Le rôle du ministère public dans l’Exécutif et le Judiciaire

Sous l’insistance des avocats et avocats-stagiaires de la juridiction de la Croix des Bouquets, des parquetiers et des juges de ce ressort, il m’est impérieux de publier ce travail de recherche effectué et présenté à leur intention sous forme de conférences-débats, il y a déjà quelques années écoulées. J’espère que les lecteurs y trouveront également des éléments capables de mieux éclairer leur lanterne à ce sujet, à mon humble avis, si passionnant.

Depuis la nuit des temps, de nombreuses discussions ont surgi au sujet des contacts qui auraient eu lieu entre des ministres de la justice ou les membres de leur cabinet et des magistrats debout et assis. Sans se prononcer sur la pertinence de certaines critiques, voilà l’occasion d’expliquer le rôle du ministère public ou du parquet et son statut, par rapport notamment, au pouvoir judiciaire et au pouvoir exécutif.

En règle générale, le parquet ou ministère public est l’ensemble des magistrats chargés de représenter les intérêts de la société et de veiller au respect de l’ordre public et à l’application de la loi. Le ministère public est hiérarchisé (commissaire du gouvernement en chef et ses substituts) et subordonné au garde des Sceaux ou mieux chez nous en Haïti, le ministère de la Justice.

Au niveau de chaque Tribunal de première instance, on trouve un parquet composé d’un commissaire principal et des substituts. Le parquet est chargé de la représentation du ministère de la Justice, ensemble des services de l’État, administration centrale et services déconcentrés, placés sous la responsabilité d’un ministère public auprès du tribunal correctionnel. Au niveau de la cour d’appel, le parquet est ainsi composé : un commissaire principal et des substituts.

Notons que l’ensemble des magistrats d’un même parquet est indivisible et substituable, ce qui signifie que chacun d’entre eux peut représenter indifféremment  le Ministère public au cours de la procédure. Le parquet est un indivisible. Il serait opportun d’expliquer plus loin, le principe d’indivisibilité du parquet en ce sens.
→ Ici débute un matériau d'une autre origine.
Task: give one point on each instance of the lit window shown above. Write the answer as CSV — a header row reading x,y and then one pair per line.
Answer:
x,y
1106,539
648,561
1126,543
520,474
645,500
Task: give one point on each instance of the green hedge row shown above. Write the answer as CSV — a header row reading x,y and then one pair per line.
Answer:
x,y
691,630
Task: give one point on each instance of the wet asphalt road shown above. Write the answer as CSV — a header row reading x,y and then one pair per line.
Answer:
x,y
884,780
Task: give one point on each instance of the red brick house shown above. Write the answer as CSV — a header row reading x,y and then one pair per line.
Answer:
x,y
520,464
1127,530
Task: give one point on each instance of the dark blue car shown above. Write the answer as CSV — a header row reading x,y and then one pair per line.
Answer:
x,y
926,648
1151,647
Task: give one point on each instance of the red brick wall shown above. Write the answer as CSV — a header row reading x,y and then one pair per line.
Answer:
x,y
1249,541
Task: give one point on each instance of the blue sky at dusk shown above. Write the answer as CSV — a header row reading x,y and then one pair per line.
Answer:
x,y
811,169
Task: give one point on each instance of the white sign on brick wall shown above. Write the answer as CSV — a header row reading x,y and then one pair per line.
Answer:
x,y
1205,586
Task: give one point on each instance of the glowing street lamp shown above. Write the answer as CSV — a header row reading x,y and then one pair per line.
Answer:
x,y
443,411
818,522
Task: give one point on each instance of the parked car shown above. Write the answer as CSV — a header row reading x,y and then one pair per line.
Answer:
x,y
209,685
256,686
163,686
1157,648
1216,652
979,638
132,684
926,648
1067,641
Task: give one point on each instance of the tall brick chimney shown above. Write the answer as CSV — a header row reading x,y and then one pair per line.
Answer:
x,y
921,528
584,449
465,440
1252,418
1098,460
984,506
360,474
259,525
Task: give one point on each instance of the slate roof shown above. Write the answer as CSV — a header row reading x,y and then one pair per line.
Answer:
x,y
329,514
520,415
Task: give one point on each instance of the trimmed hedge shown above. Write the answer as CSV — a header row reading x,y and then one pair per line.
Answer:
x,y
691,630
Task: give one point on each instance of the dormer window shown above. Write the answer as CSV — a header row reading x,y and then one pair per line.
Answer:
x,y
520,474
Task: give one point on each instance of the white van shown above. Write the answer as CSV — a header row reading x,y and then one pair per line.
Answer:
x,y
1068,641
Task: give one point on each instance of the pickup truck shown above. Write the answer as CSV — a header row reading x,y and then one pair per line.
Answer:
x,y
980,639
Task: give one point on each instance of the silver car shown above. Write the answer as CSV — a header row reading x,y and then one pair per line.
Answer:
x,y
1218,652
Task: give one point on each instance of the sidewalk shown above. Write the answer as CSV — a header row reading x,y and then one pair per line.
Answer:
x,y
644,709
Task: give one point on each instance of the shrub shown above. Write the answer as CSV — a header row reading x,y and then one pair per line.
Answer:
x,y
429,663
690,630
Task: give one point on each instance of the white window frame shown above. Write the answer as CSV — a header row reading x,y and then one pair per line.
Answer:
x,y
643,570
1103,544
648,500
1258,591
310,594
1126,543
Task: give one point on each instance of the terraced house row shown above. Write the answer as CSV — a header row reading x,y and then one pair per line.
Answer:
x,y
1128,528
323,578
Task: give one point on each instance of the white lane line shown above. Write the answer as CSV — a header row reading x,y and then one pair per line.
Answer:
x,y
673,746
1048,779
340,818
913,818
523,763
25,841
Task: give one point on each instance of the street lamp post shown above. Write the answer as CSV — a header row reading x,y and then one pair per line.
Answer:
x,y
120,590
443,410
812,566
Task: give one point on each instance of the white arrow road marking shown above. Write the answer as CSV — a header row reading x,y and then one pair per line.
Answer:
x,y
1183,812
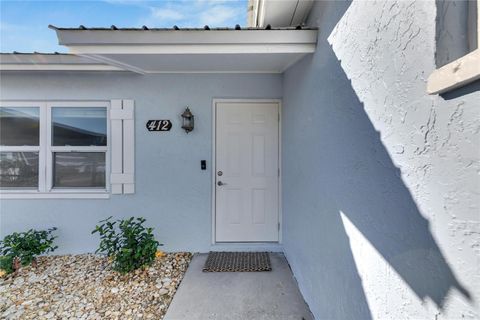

Le parquet, dont la dénomination doit son origine au petit parc clos dans lequel se tenaient à l’audience les Procureurs du roi sous l’ancien Régime, possède la mission générale de veiller à l’application de la loi au nom du respect des intérêts fondamentaux de la société. Cela prend la forme d’activités diverses :

  • L’exercice de l’action pénale selon le principe de l’opportunité des poursuites en application de la politique pénale du Gouvernement, Organe collégial compose du Premier ministre, des ministres et des secrétaires d’État chargé de l’exécution des lois et de la direction de la politique nationale. ;
  • l’exécution des décisions pénales définitives ;
  • le signalement et la  prévention de l’enfance en danger ;
  • L’intervention dans certaines procédures civiles, quand la loi le prévoit et pour la défense de l’ordre public ;
  • Les auditeurs sont également des magistrats de la cour supérieure des comptes et du contentieux administratifs. Il  y a  un mélange de l’ordre juridictionnel administratif et de l’ordre juridictionnel judiciaire.
  • la participation aux politiques publiques locales en matière de sécurité et de prévention de la délinquance

Souvent méconnue du grand public, une distinction fondamentale doit être faite entre deux sortes de magistrats : ceux qui décident, c’est-à-dire les juges, que l’on appelle des magistrats du siège  ou assis et ceux qui entament des poursuites ou produisent des réquisitoires, que l’on appelle les magistrats du ministère public ou du parquet, désignés encore sous  l’appellation de magistrats debout ;

Les juges sont des organes du pouvoir judiciaire. Ils devraient jouir d’une indépendance absolue à l’égard du gouvernement. Garantie par la constitution, cette indépendance  signifierait, que ni le ministre de la Justice ni aucune autre autorité quelconque, ne devrait passer des ordres ă un juge ou exercer une pression directe ou indirecte pour l’inciter à statuer d’une manière déterminée ou orientée.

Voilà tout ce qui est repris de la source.